La fusée a décollé de Baïkonour, au Kazakhstan, suivie en direct depuis Tunis par le président Kaïs Saïed, qui a rejoint ingénieurs et journalistes au siège de TelNet« Notre richesse réelle est la jeunesse qui peut faire face aux obstacles », a déclaré M. Saïed, soulignant que la Tunisie, empêtrée dans une crise sociale et politique, ne manquait pas de ressources mais de « volonté nationale »« Nous sommes fiers de notre jeunesse » et des cerveaux tunisiens « de par le monde », a-t-il souligné.

Plusieurs milliers d’ingénieurs quittent chaque année la Tunisie pour travailler à l’étranger. L’équipe de Challenge One a notamment été appuyée par des ingénieurs tunisiens expatriés, dont l’un a participé à la récente mission de la NASA sur Mars. « C’est vraiment un rêve qui se réalise », expliquait Anis Youssef, responsable du projet chez TelNet, quelques jours avant le lancement.

Thermomètres ou capteurs de pollution connectés, puces de localisation ou senseurs d’humidité : ce satellite expérimental est destiné à récolter les données collectées par ces appareils pour y avoir accès en temps réel, même dans une zone terrestre sans couverture Internet. Il vise à répondre au besoin croissant de connexion satellitaire pour les objets, car moins de 20 % de la surface du globe est couverte par le réseau Internet terrestre.

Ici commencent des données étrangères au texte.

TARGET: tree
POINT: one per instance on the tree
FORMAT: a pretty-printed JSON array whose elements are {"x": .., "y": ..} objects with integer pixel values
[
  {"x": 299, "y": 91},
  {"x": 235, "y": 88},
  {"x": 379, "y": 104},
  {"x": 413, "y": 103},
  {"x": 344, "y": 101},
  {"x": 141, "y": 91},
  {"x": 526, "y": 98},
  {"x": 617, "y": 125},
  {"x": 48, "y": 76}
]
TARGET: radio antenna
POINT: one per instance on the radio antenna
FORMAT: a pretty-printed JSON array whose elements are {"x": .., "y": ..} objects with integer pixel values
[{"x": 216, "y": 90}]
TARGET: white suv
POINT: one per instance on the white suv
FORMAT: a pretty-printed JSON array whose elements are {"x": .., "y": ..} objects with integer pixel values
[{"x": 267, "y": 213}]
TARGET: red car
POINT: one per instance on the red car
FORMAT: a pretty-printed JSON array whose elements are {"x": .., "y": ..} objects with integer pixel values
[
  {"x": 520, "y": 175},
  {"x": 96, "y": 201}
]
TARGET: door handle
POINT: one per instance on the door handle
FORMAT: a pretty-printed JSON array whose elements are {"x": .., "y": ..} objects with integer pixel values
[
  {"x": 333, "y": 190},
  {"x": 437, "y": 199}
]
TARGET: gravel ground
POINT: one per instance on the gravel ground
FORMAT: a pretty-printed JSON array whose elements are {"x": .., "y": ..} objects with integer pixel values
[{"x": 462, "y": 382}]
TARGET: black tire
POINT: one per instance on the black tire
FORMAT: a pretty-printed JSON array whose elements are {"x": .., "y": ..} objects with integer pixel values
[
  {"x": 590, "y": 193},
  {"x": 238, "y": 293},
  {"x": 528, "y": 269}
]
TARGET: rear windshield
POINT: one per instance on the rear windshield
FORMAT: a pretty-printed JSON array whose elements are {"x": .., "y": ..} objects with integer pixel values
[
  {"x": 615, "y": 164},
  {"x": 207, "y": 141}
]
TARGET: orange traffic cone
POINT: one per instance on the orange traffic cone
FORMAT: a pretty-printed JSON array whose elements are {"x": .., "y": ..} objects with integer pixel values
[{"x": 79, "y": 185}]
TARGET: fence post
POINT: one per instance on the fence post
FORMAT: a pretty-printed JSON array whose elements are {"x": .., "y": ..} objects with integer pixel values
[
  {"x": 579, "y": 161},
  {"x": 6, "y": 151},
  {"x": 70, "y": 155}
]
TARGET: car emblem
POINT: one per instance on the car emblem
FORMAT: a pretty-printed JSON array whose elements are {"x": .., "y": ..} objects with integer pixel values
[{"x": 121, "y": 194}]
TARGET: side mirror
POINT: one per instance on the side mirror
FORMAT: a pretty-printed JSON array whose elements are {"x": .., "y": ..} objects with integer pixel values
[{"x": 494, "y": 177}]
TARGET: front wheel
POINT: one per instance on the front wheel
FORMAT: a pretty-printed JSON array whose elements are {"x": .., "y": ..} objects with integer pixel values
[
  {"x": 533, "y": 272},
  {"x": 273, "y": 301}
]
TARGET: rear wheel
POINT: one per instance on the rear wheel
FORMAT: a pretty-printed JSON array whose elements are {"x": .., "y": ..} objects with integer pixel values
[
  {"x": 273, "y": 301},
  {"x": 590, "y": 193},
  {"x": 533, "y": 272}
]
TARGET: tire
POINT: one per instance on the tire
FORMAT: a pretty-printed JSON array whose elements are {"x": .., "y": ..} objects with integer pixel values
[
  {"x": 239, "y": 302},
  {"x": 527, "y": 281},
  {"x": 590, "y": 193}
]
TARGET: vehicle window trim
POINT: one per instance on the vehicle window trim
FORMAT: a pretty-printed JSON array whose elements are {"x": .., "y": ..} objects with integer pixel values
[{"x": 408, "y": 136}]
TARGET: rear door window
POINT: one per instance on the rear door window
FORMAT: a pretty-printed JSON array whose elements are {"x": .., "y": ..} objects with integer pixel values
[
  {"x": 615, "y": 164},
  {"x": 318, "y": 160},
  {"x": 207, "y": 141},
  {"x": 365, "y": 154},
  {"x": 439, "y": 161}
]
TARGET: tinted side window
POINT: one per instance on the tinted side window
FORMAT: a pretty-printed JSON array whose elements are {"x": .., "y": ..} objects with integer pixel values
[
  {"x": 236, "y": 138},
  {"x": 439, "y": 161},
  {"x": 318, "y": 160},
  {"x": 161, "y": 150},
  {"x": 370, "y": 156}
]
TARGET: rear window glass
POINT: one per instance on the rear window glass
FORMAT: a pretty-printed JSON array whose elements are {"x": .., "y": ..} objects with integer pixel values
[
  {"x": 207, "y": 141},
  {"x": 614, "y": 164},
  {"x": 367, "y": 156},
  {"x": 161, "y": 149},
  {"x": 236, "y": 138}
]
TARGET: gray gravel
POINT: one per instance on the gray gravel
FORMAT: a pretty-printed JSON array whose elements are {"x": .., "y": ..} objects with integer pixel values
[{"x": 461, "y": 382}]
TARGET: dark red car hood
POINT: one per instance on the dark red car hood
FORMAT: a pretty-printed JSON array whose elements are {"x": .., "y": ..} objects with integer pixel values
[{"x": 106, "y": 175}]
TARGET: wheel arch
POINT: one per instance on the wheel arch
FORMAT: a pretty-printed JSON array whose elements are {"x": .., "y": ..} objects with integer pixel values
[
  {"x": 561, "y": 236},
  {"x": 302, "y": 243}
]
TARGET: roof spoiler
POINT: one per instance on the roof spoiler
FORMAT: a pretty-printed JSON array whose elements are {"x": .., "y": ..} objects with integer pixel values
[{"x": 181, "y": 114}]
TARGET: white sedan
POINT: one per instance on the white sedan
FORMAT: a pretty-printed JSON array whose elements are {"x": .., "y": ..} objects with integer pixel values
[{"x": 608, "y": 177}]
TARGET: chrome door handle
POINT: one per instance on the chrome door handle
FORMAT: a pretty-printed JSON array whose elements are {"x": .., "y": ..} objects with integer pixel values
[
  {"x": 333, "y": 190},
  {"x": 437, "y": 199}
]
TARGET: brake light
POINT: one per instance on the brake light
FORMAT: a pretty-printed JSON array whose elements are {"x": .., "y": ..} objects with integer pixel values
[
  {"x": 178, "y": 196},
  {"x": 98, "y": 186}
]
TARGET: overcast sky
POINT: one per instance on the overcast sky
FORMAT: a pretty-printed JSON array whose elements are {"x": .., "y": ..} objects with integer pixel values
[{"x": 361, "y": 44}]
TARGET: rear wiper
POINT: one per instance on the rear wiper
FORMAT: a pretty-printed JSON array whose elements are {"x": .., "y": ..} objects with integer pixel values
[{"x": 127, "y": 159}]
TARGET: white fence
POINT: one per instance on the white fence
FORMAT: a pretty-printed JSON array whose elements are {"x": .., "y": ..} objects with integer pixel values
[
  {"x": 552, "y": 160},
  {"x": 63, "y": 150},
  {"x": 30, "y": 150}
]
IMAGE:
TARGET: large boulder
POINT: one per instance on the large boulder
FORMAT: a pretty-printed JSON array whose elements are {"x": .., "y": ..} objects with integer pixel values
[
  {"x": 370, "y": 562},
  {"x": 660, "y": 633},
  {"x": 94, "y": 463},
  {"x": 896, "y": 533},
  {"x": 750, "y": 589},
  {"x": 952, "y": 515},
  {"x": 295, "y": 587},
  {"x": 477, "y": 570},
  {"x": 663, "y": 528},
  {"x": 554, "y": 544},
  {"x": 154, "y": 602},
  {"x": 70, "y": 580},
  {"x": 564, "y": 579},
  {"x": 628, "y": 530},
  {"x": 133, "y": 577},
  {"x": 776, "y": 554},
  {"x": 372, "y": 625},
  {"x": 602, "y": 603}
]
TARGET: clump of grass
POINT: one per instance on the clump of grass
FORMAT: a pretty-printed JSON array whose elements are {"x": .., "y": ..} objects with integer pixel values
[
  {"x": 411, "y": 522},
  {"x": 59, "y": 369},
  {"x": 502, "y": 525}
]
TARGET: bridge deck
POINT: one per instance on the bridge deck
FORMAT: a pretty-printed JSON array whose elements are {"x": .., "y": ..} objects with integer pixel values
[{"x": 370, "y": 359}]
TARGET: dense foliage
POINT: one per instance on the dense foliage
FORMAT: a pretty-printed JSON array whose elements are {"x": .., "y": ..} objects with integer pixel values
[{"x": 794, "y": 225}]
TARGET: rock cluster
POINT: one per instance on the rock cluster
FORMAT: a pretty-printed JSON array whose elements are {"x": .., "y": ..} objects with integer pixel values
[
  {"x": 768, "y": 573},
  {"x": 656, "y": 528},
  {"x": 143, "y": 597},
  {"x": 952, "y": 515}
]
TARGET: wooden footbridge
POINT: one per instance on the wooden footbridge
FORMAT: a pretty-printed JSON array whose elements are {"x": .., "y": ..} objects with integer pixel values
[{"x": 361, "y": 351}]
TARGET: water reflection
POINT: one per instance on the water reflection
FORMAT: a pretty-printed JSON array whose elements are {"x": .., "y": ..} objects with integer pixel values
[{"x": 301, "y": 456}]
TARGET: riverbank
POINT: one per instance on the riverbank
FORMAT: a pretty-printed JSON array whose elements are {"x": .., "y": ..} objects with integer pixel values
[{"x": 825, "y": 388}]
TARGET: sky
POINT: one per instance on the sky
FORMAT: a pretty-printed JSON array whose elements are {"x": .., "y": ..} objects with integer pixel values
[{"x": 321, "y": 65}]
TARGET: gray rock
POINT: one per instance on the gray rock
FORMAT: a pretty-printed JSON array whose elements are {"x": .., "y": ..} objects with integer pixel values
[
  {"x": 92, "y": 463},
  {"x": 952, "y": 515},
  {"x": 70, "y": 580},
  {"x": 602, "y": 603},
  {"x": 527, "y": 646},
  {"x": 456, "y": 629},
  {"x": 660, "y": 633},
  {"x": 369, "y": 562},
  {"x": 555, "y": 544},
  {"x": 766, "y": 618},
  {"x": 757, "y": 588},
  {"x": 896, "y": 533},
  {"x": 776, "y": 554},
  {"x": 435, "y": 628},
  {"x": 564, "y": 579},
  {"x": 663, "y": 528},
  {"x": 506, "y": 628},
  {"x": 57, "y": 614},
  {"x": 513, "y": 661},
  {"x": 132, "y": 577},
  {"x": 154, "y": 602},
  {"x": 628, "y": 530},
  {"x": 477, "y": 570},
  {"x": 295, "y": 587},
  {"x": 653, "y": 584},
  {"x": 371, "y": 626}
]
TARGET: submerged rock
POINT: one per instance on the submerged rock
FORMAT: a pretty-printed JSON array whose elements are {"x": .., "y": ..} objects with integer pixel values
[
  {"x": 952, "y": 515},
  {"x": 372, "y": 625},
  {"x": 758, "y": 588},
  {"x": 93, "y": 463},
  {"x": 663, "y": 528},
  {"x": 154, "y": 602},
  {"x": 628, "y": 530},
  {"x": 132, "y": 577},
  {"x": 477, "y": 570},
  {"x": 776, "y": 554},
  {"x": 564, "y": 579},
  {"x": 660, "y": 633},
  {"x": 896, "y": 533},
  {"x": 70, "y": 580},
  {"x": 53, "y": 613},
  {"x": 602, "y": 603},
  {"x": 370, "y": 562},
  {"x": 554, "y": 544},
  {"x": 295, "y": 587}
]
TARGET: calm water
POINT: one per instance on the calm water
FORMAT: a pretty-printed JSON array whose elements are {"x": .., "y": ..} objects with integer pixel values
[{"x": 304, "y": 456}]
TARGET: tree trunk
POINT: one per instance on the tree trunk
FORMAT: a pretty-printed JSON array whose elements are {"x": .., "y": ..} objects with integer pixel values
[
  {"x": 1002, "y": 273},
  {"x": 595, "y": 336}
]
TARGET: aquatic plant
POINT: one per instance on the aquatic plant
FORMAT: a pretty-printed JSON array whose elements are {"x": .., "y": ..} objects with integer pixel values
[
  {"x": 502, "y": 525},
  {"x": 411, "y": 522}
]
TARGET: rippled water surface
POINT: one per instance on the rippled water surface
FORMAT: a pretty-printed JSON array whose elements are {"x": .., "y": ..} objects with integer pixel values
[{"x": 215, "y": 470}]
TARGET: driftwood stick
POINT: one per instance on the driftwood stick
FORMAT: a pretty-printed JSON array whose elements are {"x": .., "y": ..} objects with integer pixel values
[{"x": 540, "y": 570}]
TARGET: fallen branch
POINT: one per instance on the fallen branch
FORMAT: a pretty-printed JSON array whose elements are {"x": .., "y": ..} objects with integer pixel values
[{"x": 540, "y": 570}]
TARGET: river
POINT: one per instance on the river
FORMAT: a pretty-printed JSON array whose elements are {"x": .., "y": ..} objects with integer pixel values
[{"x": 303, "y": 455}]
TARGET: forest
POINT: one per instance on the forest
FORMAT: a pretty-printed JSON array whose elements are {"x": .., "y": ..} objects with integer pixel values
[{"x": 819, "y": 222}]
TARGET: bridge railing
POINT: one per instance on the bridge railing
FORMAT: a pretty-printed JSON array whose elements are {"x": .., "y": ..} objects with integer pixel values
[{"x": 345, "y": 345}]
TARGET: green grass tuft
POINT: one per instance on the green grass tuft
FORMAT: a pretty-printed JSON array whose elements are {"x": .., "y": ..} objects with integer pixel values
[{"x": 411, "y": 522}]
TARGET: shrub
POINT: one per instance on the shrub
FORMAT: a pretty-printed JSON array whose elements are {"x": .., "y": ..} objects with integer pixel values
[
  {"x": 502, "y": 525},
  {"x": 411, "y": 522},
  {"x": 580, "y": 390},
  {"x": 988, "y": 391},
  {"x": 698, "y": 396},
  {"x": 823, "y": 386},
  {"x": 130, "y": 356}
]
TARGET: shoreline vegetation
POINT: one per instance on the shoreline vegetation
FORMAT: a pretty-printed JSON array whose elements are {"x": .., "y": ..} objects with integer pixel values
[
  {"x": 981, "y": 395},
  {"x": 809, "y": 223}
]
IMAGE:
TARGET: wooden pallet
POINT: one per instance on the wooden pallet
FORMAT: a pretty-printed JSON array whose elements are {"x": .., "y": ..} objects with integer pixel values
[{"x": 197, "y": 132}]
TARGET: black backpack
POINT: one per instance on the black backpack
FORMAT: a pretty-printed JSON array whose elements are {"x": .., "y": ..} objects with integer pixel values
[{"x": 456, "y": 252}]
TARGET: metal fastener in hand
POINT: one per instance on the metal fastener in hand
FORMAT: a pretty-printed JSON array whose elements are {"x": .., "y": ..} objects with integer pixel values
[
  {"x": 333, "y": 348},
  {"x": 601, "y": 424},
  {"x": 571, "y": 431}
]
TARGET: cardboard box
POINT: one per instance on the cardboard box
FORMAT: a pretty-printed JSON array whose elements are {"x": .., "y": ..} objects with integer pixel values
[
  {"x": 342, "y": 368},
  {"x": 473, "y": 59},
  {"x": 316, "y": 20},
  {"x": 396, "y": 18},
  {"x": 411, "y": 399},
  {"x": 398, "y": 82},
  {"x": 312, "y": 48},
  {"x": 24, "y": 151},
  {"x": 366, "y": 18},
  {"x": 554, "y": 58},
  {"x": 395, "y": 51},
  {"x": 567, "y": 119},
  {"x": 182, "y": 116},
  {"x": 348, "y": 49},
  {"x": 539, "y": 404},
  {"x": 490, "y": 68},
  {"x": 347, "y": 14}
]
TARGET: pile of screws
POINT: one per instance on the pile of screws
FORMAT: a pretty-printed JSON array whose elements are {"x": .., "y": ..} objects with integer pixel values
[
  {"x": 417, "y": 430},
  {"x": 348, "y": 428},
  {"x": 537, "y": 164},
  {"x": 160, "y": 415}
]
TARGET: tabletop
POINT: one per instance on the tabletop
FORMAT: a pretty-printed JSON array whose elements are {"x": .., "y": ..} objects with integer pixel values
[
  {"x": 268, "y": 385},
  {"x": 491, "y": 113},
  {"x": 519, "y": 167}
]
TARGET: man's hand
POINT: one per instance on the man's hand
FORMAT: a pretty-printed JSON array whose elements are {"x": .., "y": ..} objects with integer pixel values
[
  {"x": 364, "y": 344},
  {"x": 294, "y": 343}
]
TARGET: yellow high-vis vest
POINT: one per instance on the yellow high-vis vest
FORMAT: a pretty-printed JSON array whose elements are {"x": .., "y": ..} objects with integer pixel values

« C’est un gros problème pour l’agriculture ou les véhicules connectés », explique Ahmed El Fadhel, ingénieur aérospatial basé en Belgique et président de l’Association tunisienne de l’espace Tunsa. Si l’aérospatiale est en plein développement dans le monde arabe et en Afrique, où onze pays africains sur 55 ont déjà lancé des satellites, « le club de ceux qui en fabriquent est assez fermé », souligne M. El Fadhel.

Avancée technologique

Challenge One doit disposer d’une capacité de transmission de 250 kb/s sur 550 km, selon TelNet. C’est l’un des premiers à utiliser dans l’espace un protocole de transmission de données déjà utilisé sur Terre, LoRa, ce qui permet de connecter via satellite des objets existants en ne changeant que l’antenne. TelNet souhaite lancer d’ici trois ans, en partenariat avec d’autres pays africains, une constellation de plus de 20 satellites afin d’exploiter commercialement cette technologie. « Cela ouvre la voie à l’ouverture d’un service innovant pour la région dans un domaine en pleine expansion », indique à l’AFP Mohamed Frikha, PDG de TelNet.